The Company was plagued with manufacturing and regulatory problems in the summer of 2009 which drove the stock down to the $14 level. With a market cap of $1.43B at a stock price of $20.44 and taking a 15% hit tomorrow the valuation would be in the 4x Price/sales range. Revenue estimates are currently in the $350M range. The Company has an attractive franchise with good technology and positive cash flow of $28M. It now appears to be a value stock and we can see how analysts update their reports after the dust settles.
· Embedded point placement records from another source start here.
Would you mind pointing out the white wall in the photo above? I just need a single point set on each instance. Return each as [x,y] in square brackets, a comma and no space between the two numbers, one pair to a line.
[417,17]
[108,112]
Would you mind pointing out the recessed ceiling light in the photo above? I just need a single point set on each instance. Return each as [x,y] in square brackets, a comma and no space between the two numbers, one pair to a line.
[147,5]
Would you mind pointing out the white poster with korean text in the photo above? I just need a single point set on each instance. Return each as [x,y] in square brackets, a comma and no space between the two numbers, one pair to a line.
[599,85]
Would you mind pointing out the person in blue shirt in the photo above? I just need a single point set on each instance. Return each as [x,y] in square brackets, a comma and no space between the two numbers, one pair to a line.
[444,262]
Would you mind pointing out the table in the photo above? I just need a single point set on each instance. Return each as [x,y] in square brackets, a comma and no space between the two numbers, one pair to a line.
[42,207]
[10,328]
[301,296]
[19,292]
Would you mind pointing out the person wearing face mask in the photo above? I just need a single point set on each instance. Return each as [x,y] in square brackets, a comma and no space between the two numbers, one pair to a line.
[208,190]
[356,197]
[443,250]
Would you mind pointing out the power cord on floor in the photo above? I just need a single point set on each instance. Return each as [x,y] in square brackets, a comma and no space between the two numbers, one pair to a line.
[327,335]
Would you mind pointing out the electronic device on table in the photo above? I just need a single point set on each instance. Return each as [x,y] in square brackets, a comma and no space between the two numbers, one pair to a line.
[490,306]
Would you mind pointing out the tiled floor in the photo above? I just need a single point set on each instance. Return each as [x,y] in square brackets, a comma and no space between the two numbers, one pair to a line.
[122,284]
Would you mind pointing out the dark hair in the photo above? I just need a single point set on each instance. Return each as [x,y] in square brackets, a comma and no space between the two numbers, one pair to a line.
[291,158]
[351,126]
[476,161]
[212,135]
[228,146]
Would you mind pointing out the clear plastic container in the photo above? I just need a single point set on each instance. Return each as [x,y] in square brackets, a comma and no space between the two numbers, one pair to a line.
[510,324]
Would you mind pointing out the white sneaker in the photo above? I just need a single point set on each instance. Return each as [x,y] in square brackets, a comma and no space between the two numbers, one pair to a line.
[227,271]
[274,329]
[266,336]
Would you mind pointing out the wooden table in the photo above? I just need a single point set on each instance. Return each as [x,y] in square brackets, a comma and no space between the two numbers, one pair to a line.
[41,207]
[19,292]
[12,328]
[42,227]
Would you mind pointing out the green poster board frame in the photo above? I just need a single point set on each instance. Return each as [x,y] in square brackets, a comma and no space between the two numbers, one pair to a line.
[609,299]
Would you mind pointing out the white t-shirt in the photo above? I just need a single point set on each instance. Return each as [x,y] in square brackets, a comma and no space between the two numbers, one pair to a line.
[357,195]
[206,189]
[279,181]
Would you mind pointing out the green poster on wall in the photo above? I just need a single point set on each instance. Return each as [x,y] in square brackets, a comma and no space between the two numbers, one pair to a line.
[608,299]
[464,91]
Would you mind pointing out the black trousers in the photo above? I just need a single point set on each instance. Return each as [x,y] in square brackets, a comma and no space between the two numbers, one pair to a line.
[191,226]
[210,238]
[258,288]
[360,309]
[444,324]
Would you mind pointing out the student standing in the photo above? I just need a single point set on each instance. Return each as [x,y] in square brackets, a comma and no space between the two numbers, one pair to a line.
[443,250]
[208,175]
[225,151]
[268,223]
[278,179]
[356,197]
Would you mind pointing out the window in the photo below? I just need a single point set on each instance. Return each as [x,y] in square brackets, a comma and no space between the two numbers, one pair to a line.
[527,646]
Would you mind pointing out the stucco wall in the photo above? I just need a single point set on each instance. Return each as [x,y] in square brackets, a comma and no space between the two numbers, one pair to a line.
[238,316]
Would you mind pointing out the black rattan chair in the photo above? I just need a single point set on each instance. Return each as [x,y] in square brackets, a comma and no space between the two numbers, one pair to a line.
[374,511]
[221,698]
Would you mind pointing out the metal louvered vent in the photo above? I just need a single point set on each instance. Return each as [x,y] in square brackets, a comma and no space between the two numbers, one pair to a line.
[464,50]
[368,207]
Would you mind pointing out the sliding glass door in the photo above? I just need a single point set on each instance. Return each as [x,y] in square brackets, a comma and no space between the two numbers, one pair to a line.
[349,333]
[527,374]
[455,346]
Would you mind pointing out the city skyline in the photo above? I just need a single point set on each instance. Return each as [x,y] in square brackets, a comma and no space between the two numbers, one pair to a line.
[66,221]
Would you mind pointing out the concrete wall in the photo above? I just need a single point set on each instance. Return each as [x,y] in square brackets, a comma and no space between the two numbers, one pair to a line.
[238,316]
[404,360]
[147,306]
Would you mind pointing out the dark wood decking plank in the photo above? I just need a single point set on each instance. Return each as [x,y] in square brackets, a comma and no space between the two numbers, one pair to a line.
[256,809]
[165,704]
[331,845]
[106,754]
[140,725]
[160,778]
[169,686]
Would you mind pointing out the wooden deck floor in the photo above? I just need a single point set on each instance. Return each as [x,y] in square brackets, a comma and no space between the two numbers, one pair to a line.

In today’s Conference call, management commentary was provided on the reduced revenue guidance. Industry demand for blood transfusion products is down 3-4% in the U.S. due to less elective surgery and better blood utilization by hospitals. Also Immucor is a leader in the automated blood processing and testing segment and has lost sales in the “traditional reagents” segment which does not require major equipment purchases. Thus competitors in the “manual” reagent market may be picking up market share.
Immucor is one of the three market leaders in blood transfusion testing, the others are JNJ/Ortho and Beckman(BEC)/Olympus. Another competitor is Biorad (BIO) which recently acquired Biotest of Germany. However these companies are highly diversified and immunohematology does not represent a major segment of their business.
There was very little collateral damage in other diagnostic stocks with Alera (ALR) and Orasure (OSUR) down on low volume.
80% of the shares are currently held by institutions and mutual funds. ValueAct Holdings LP of San Francisco has been accumulating BLUD stock and now holds 7.5M shares as of June 30. Immucor is the #9 dollar position in the $3.2B fund. Neuberger Berman holds 2.9M shares. The stock is currently in the Rayno Life Science Tools and Diagnostics Portfolio and was recommended at 20.